Fig. 3. — Types of Insulators. 1. Insulator Tried at Provo at 40,000 Volts. 2. Insulator Employed by the Colorado.

Similar experiments were made at Pittsburg and Niagara, and the results obtained were the same.

Among the present high tension transmissions may be mentioned the installation at Provo, Utah, of the Telluride Power Transmission, which transmits a power of 500 kilowatts at an efficient difference of potential of 40,000 volts to a distance of 33 1/3 miles. Fig. 3 (No. 1) shows the type of insulator used by the Colorado Electric Power Company, which transmits power at 20,000 volts.

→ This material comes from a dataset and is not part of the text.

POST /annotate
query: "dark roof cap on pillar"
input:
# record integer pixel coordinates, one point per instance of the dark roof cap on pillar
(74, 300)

It is of interest to give, in a few words, the conclusions that the Americans have drawn from their experiments. Upon a high tension line, the losses by insulators are of slight consequence, and the losses by wires are feeble in climates in which the air is pure. In a transmission there is always a maximum tension that is the most economical. Porcelain and glass insulators have, both of them, their advantages and their disadvantages, which are comparable. It is estimated that the distance to which a given power can be economically transmitted is equal to about five times the efficient tension in kilowatts. The power to be transmitted is also limited to a given distance by reason of economy.

These experiments are truly important, and teach us that, in the present state of science, electric transmissions of energy can be made at 50,000 volts to distances of 180 miles.